The first step is rough registration based on principal component analysis and the nearest point iterative algorithm. The second step is the main methodology of this thesis, which is to adjust the coordinates to calibrate the transformation parameters. Coordinate adjustment consists of two stages, which are reference plane matching for the calibration of rotation parameters and edge matching for translation parameters.
Introduction
- Background
- Motivation
- Objective
- Outline of the thesis
At this time, there is not enough time to approximate the position of the product or adjust the origin. Therefore, it is necessary to develop a technique to automatically recognize the coordinates of randomly positioned objects. The product in process is positioned randomly as it moves on the conveyor or when the robot does not place the product in a predetermined location.

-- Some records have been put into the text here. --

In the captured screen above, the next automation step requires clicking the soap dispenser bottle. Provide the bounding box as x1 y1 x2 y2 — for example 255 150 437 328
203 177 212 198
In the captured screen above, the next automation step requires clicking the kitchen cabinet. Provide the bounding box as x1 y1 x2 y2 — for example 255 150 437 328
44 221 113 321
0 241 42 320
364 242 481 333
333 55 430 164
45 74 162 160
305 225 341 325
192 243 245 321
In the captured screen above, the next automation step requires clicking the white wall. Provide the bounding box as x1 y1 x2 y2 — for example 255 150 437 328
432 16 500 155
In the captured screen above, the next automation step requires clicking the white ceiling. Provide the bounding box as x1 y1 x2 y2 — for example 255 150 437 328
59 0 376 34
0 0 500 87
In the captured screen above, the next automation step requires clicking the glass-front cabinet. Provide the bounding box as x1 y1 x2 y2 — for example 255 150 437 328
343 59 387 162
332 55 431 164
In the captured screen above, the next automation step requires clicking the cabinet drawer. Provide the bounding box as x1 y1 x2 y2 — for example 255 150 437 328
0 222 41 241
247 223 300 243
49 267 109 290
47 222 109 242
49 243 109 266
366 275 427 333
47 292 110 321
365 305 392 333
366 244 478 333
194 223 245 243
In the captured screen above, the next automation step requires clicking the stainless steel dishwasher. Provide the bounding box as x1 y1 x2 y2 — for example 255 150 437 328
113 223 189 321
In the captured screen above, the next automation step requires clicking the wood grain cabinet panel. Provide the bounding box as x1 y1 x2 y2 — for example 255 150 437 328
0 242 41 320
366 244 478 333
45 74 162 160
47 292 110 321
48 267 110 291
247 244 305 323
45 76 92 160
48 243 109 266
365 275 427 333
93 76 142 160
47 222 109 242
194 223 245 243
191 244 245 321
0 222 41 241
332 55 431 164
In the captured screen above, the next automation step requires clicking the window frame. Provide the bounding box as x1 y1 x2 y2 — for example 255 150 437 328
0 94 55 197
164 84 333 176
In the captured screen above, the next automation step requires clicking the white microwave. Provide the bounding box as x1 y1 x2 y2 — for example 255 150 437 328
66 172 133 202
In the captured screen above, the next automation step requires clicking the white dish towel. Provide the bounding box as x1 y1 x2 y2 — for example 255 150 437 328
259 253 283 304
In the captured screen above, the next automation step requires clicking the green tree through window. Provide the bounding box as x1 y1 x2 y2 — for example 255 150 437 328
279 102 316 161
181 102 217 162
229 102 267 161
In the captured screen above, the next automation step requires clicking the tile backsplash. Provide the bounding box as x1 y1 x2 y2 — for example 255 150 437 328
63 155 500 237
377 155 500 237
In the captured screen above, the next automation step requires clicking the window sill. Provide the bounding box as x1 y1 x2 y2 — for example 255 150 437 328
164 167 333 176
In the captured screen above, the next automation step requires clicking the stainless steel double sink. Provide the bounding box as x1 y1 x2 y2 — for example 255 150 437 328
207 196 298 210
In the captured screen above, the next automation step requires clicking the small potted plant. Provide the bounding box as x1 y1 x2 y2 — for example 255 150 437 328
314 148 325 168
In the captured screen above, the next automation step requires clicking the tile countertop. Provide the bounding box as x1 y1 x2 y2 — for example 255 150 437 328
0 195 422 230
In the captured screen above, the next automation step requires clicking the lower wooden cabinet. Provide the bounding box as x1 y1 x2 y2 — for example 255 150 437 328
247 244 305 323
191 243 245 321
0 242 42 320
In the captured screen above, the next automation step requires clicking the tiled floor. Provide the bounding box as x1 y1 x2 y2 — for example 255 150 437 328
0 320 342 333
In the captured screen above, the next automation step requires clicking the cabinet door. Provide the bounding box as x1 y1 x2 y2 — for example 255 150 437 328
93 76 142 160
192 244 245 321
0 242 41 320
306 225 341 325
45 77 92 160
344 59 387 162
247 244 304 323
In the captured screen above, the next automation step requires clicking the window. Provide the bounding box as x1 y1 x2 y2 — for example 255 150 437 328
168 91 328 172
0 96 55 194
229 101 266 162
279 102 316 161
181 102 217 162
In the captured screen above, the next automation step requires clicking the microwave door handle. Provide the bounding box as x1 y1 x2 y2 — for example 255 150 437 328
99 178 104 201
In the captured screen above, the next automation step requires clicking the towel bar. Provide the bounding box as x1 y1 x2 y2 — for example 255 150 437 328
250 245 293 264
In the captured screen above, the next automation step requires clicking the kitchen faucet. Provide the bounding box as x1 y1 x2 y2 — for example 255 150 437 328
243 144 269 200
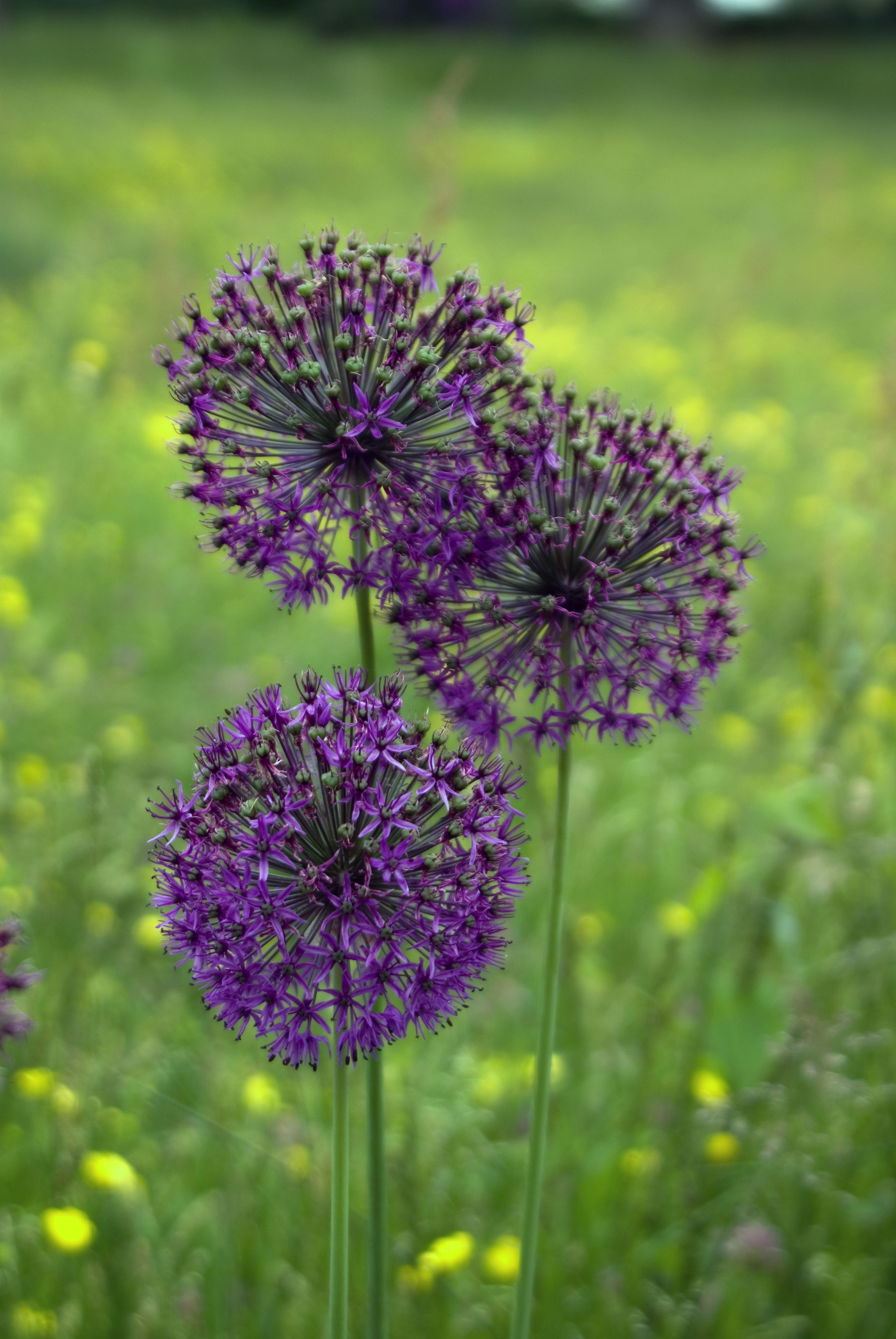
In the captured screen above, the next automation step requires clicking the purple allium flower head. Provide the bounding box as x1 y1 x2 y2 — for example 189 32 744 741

Even if the position and attitude of the measuring object is different from the ideal one, a system capable of recognizing the coordinate and performing the inspection is needed (Figure I-1 (a)). In addition, the coordinate recognition algorithm has a field to be used besides the measurement system. Coordinate of CAD model must be brought to the coordinate of measured data to calculate deviation of object (Newman et al., 1995).
The method should even deal with an object that is randomly placed with the variation of X, Y, and Z translation along the X, Y, and Z directions and the rotation angle around the X, Y, and Z axes. The details of the proposed 3D registration algorithm for randomly placed object measurement are described in Chapter 3.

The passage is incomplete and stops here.